X-ray fluorescence microscopy (XRF) maps nanoscale chemical composition of samples. Achieving high spatial resolution and sensitivity to trace elements, however, often requires long acquisition times and substantial radiation doses. At synchrotrons, these constraints limit throughput and compromise correlative studies where excessive dose from one technique precludes subsequent measurements, especially in radiation-sensitive biological specimens. Samples with a large elemental dynamic range present challenges when dominant elements saturate the detector, pushing trace elements toward the noise floor.
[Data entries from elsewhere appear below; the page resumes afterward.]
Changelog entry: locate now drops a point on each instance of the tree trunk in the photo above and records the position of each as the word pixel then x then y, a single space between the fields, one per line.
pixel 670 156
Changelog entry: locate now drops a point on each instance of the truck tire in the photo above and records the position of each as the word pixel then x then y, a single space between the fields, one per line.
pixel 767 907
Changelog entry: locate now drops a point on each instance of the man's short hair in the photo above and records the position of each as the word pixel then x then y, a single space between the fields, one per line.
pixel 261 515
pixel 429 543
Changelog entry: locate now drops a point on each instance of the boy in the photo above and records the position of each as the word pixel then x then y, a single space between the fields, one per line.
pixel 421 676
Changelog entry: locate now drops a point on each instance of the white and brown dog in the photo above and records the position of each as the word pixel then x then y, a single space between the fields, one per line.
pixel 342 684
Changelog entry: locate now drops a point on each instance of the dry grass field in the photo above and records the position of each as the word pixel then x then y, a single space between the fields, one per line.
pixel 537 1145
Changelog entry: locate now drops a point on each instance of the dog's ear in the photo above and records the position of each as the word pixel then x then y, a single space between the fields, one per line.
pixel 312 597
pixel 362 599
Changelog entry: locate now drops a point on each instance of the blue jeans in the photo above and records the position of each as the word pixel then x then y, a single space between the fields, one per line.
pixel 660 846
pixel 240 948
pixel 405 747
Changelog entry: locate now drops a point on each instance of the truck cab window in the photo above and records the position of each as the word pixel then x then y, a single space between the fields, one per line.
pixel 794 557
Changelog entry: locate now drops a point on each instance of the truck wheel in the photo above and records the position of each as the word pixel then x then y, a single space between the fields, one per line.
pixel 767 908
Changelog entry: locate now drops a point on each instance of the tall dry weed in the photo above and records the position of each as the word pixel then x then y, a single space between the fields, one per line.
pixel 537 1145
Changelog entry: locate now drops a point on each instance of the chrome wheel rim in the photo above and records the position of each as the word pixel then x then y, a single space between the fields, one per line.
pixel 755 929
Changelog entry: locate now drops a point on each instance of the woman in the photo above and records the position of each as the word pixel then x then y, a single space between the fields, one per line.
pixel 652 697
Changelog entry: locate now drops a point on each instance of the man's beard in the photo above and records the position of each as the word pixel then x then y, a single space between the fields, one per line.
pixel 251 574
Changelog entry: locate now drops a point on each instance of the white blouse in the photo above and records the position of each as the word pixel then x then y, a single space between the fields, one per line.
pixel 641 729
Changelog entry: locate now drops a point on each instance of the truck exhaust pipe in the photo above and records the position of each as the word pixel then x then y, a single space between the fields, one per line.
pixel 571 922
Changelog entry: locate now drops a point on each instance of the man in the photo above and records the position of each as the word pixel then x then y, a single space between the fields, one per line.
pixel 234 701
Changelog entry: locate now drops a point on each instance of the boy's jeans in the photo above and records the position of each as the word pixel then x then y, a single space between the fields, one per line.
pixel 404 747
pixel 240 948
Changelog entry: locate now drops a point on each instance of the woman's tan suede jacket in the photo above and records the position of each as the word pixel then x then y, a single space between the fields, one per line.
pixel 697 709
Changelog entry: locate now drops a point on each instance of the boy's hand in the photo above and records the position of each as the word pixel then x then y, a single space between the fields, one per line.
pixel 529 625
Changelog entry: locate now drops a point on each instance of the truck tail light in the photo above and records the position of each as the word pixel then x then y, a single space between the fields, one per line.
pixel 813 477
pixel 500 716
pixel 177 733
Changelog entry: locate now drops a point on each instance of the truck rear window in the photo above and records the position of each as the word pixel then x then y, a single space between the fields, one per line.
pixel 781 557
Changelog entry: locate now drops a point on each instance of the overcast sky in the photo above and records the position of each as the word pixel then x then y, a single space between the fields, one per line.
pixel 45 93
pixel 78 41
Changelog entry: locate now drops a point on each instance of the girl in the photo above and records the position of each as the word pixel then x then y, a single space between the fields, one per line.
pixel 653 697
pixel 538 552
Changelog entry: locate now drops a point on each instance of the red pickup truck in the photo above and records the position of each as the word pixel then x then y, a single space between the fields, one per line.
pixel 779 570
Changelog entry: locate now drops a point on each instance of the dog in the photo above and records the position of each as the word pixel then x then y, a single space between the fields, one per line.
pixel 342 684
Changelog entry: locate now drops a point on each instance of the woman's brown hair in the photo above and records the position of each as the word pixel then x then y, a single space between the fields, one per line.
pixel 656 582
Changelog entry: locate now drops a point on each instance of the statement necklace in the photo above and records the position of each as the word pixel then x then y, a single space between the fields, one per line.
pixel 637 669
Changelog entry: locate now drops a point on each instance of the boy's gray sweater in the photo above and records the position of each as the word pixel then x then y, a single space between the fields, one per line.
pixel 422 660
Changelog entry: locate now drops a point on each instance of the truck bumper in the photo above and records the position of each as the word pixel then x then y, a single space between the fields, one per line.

Multi-channel detectors partially address this by collecting more photons per unit time through increased solid angle, but detector geometry, cost, and space constraints restrict how many channels can be integrated. Extending dwell times or increasing flux degrades sample integrity, creating tension between data quality and preservation. Classical denoising methods like median filtering and total variation regularisation suppress noise but compromise spatial resolution or introduce artefacts that distort quantitative analysis. The central challenge is extracting more information from existing data without additional dose or acquisition time.

The development

A self-supervised denoising method was developed at beamline ID16A that treats each elemental map from individual detector channels as an independent noisy observation of the same sample region (Figure 1). For instance, the 16-channel detector produces 16 separate zinc distribution maps that would normally be weighted and averaged into a single image. Instead, the approach adapts the Noise2Noise framework to train a convolutional neural network directly on pairs of these independent measurements, without requiring noise-free reference data. This works because detector channels capture statistically uncorrelated noise while viewing identical sample structures, reducing the problem to estimating the true value at each pixel given multiple independent observations.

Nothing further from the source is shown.